I don't know what the hell I'm doing.
Maybe it's just today, maybe it will pass.
I hope so. I'm just really unhappy with myself, my life lately.
The way I look.
My body is just... ugh.
I can't stand looking in the mirror, I hate every outfit I try on because nothing looks good on me.
My face is constantly breaking out. Not bad. But it still looks like shit.
My social life.
I hang out with my boyfriend... that's it.
I'm not complaining because I love him, I love spending time with him... but, I just wish I had girl friends. Me saying that won't change anything though, you don't just choose good friends. You find them, and so far I haven't found any.
Speaking of my boyfriend, I like him... a lot. I get really paranoid and I feel like he's getting bored of me, or that he's doing stuff without me knowing. I'm constantly thinking that he doesn't feel me as much as I feel him and that scares the shit out of me. I think I'm just fooling myself, I think I'm so used to not trusting people and not getting comfortable with a person. I'm getting comfortable with him and that scares the living shit out of me.
Last time I thought a boy was different, last time I got comfortable and truly believed I wouldn't get my heart broken... well, that didn't work out. I guess I'm just waiting for this one to be the same. But I don't want it to. I really don't.
I'm really pretty nervous about starting school. My mom got me a laptop as a graduation/birthday present. I love it, and I definitely feel like it will come in handy with schoolwork. I'm terrified that the work is going to be hard, so hard. What if I fail a test? I can't do that. But I HATE studying. I know it's going to be tough, but I don't want it to be... haha.

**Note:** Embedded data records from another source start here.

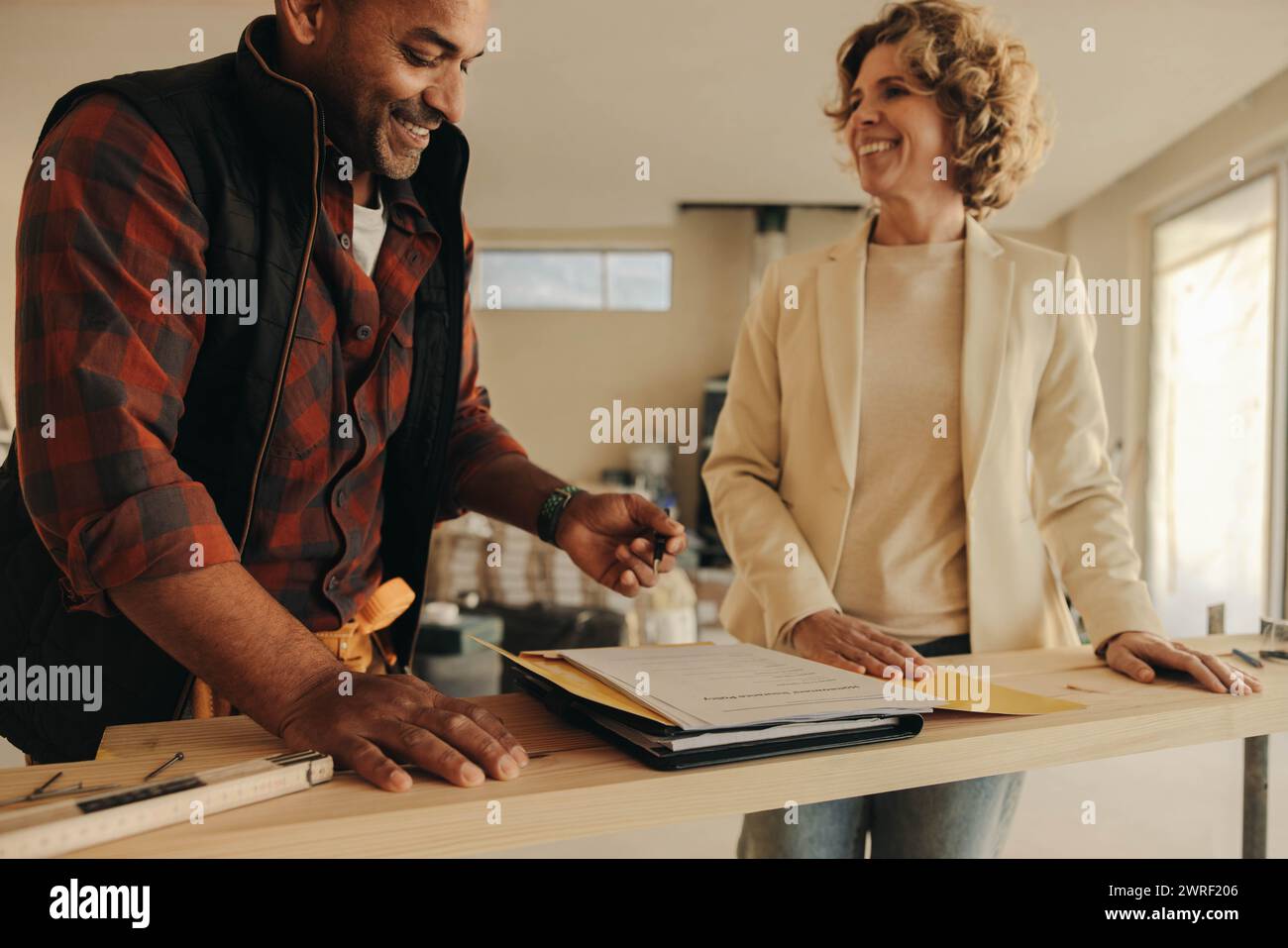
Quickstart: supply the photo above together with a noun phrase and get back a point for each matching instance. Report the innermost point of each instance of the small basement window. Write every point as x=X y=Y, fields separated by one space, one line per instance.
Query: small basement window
x=572 y=279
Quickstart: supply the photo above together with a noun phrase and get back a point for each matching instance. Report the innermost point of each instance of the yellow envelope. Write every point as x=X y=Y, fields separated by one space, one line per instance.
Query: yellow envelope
x=576 y=682
x=947 y=685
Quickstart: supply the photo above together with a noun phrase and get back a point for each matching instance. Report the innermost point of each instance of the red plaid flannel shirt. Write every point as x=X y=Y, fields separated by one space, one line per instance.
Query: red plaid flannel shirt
x=104 y=492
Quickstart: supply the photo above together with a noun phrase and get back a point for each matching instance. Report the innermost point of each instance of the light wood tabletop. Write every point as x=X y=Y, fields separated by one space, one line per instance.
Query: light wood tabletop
x=580 y=786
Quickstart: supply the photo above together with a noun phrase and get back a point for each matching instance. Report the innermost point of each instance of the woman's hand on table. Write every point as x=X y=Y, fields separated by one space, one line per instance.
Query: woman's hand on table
x=1137 y=655
x=848 y=643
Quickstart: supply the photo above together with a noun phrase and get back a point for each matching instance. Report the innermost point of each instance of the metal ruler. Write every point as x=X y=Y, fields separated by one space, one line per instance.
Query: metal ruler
x=69 y=824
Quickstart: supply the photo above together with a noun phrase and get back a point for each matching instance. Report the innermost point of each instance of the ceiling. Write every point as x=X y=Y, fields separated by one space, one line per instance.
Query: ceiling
x=703 y=89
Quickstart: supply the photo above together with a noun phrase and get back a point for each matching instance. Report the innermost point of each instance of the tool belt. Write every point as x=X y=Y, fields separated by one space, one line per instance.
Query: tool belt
x=355 y=643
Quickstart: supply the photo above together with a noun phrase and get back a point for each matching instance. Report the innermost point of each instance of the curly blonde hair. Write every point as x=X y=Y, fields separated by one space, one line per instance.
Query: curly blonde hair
x=982 y=81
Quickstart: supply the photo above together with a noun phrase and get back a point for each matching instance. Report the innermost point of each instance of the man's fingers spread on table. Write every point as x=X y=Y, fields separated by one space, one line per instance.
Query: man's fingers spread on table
x=900 y=646
x=415 y=743
x=1124 y=661
x=489 y=723
x=463 y=733
x=1224 y=672
x=1166 y=655
x=373 y=766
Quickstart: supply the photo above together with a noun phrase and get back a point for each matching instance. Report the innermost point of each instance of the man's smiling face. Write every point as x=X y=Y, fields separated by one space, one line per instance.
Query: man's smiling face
x=387 y=72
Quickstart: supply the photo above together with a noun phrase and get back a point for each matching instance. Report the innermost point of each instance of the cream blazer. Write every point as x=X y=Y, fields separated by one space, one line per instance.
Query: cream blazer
x=782 y=467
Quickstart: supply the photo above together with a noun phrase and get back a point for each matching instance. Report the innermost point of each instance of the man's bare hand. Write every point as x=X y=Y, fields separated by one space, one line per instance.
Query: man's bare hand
x=398 y=717
x=1136 y=655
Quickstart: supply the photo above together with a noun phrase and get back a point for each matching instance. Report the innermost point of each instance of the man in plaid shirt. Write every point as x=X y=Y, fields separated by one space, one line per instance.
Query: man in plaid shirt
x=111 y=369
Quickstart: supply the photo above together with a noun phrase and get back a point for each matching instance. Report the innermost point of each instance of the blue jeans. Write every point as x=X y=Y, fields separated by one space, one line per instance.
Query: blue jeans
x=960 y=819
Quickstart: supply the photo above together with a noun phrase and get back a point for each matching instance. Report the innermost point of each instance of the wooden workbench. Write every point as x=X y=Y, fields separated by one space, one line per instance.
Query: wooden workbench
x=579 y=786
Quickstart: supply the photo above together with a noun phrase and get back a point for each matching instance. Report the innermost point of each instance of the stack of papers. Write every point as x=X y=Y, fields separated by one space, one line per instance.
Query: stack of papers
x=691 y=704
x=722 y=686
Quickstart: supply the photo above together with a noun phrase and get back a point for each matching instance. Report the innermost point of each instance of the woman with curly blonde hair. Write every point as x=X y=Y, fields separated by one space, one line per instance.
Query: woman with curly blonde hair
x=911 y=459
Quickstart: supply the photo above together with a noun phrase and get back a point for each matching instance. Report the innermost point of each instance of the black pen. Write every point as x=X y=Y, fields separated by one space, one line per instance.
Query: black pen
x=660 y=544
x=1248 y=659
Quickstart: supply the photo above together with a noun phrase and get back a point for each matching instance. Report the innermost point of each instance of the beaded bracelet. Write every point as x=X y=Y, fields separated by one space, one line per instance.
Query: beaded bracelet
x=552 y=509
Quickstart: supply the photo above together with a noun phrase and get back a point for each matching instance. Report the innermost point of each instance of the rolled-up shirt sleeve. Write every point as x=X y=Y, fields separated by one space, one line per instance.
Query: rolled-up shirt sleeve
x=477 y=437
x=101 y=375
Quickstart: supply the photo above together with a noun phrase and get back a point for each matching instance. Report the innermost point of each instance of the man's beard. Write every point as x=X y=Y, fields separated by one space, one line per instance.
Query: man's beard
x=384 y=159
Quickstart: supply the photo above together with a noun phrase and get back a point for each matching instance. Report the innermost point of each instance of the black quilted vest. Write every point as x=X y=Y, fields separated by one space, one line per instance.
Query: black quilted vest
x=250 y=143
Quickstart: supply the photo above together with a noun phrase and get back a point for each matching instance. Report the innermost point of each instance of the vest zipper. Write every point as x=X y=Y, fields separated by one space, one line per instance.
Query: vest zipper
x=318 y=136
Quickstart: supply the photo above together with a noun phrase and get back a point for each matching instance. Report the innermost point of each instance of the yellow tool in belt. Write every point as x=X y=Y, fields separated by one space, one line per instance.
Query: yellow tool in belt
x=351 y=643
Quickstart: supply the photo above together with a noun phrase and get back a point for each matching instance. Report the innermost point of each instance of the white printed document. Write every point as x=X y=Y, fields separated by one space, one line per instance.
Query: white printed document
x=712 y=686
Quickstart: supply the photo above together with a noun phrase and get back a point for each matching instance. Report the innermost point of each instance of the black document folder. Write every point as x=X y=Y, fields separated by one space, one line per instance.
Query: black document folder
x=614 y=725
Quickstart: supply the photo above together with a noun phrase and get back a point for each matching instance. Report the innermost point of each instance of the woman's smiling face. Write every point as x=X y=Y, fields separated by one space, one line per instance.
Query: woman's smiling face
x=894 y=133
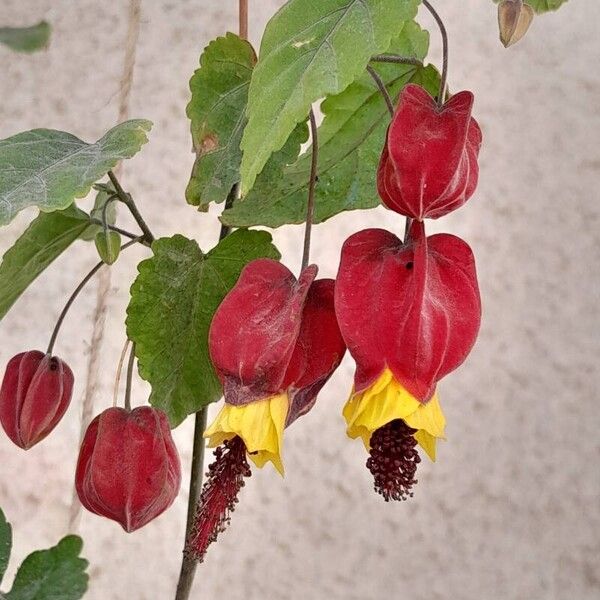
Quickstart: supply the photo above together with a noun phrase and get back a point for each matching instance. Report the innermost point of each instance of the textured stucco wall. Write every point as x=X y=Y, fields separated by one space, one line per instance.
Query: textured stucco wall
x=511 y=510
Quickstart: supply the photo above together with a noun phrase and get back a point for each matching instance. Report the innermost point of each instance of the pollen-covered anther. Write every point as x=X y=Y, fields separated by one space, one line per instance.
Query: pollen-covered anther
x=224 y=480
x=393 y=460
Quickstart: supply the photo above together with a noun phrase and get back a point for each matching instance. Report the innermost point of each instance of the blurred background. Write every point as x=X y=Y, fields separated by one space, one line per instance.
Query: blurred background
x=511 y=509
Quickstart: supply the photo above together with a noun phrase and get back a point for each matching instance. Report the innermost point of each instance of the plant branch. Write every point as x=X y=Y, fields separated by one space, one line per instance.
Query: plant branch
x=381 y=85
x=129 y=379
x=444 y=78
x=310 y=203
x=189 y=564
x=397 y=59
x=74 y=295
x=128 y=201
x=132 y=236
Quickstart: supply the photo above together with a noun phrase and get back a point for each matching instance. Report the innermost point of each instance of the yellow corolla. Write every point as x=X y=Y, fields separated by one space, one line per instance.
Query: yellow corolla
x=387 y=400
x=260 y=424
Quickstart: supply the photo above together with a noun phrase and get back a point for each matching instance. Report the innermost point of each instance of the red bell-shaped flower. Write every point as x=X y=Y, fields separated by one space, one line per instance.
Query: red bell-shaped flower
x=409 y=313
x=428 y=167
x=35 y=394
x=128 y=468
x=274 y=342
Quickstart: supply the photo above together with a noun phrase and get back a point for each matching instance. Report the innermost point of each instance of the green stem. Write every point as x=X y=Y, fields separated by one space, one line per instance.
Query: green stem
x=129 y=202
x=74 y=295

I'm not sure what I want to major in. Journalism is my declared major as of now, and I'm even going to try writing for my college's newspaper and see if I like it. I'm still not sure if I can do it as a career though. I'm kinda thinking of a career involving sports medicine... but I don't know, I'm sure that idea will pass as well.
Maybe it's like I'm used to being lonely. Maybe I don't know how to be happy.
I think I psyche myself out, like I'm subconsciously preventing myself from being happy.
I've got a family who cares about me, a job, a car, a bed, a roof over my head, a boy who loves me... and I'm complaining?
Basically, this blog really sucked and I hate it so much I wasn't even going to post it. But maybe one day I'll want to look back on it...
By the way, All For Love by Serena Ryder is stuck in my head right now. It's good, listen to it.